I nod, feeling that pit in my stomach that you get when you're about to cry, only I don't. "I think you two are more similar in a way. You remind me of Carl when I first met him."

"I doubt that..."

"He didn't want any friends... too scared of getting close in case they ran away. He also pretended he didn't care as much as he did, and he blamed himself for everything. Still does that last one."

"He loves you," Enid says it like I need reminding. The way she says it starts me wondering if I do need it.

"I know," I tell her after a pregnant pause. I leave another before saying, "I left to find you and the others when the horde surrounded us... Carl couldn't go after you. I promised him I wouldn't go. I did. I didn't tell him. I lied about it. But he found out anyway."

Enid's watching me like a cat. All wisdom and nothing to read.

"I've never seen him as angry as he was then," I whisper. "He told me we were going to talk about it after the dead were gone. That's the last thing he said to me before..."

"You're worried about what he's going to say?" Enid asks.

"No," I shake my head slightly. "I've been living the last few months not knowing. Whether he forgives me or hates me... I think I just need to hear what he has to say."


Glenn turns up to bring me home a few hours later, a grimace on his face that says it's urgent. He's scowling at Enid for a reason I don't understand, telling her, "You were meant to bring him to 99 an hour ago." Enid apologises, seemingly wanting me to stay. But Glenn insists, and I follow him home, still confused by the urgency.

When we walk in the front door of 99, I'm so wrapped in thought that I almost don't notice the candle-lit cake on the dining room table. Maggie and Glenn are shouting about someone's birthday. I only know that it can't be mine. I didn't mention it. I already decided that it wasn't today anymore.

When I stand there blankly, Glenn drives me to sit down at the table. He's holding my shoulders in case I decide to run. I'm definitely debating it.

"How-?" I stutter.

Maggie shakes her head at me. "I know it's your birthday, Rhys. Just because you don't remind me a month before doesn't mean I'll forget."

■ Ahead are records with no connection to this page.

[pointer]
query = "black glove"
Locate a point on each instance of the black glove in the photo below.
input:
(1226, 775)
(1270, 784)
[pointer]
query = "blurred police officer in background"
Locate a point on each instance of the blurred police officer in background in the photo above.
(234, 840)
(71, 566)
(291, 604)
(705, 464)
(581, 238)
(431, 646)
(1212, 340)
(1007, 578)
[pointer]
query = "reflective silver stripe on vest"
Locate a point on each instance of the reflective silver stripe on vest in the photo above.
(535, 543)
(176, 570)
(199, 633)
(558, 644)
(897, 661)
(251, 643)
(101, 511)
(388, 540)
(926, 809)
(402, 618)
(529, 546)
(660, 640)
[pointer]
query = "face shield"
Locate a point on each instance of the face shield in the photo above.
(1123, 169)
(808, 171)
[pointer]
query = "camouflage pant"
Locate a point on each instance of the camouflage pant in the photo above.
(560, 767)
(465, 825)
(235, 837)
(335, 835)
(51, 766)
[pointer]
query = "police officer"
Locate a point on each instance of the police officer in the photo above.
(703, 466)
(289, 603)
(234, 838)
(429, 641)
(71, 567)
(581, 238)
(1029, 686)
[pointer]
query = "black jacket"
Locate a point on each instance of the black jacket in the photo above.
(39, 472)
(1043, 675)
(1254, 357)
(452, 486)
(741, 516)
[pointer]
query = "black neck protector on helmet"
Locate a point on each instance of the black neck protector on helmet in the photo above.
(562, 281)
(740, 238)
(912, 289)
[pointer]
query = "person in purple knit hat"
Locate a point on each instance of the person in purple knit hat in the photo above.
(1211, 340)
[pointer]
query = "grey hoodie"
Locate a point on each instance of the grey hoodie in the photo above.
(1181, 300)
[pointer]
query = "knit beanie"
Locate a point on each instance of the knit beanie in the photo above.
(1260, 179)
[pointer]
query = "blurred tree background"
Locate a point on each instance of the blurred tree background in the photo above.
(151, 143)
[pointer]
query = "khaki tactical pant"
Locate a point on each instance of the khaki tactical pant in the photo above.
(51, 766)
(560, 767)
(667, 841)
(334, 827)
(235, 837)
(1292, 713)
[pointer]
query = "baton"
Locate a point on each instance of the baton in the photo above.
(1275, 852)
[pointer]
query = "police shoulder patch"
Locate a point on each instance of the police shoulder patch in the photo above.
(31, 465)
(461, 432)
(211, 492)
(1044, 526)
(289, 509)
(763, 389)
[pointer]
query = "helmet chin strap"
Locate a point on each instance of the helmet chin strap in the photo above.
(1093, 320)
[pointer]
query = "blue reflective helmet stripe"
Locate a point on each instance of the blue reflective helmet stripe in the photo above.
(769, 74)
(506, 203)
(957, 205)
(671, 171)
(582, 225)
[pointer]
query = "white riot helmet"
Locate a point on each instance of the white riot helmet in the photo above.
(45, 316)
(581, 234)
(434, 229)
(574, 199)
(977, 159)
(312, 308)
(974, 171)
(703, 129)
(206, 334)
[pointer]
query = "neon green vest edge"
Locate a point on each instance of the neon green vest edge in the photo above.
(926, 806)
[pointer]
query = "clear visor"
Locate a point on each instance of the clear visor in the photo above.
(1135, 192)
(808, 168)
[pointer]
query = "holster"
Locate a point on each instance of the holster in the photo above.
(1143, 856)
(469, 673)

I glower at my plan being thwarted, realising that it was hoping for a lot that I've never told anyone but Carl which day it's on.

"Carl practically started planning your birthday the day after his," Maggie smirks. "He told me the date."

Before I say anything, Maggie speaks again. "I know you want to wait for him. I know. But you can't always do that. I made sure it was quiet, just the three of us."

I lean back in my seat, folding my arms at the situation. Not finding it fair.

"I have told the others, though," Maggie shrugs like she couldn't help herself. "So expect to be fussed over tomorrow."

I blow out the candles, and Maggie slices into the homemade carrot cake.


AN-

This was one of those chapters that I could keep editing forever.

Also, I love Rhys and Rosita teaching walker tips together, and I wish I could make the rest of the fic just that.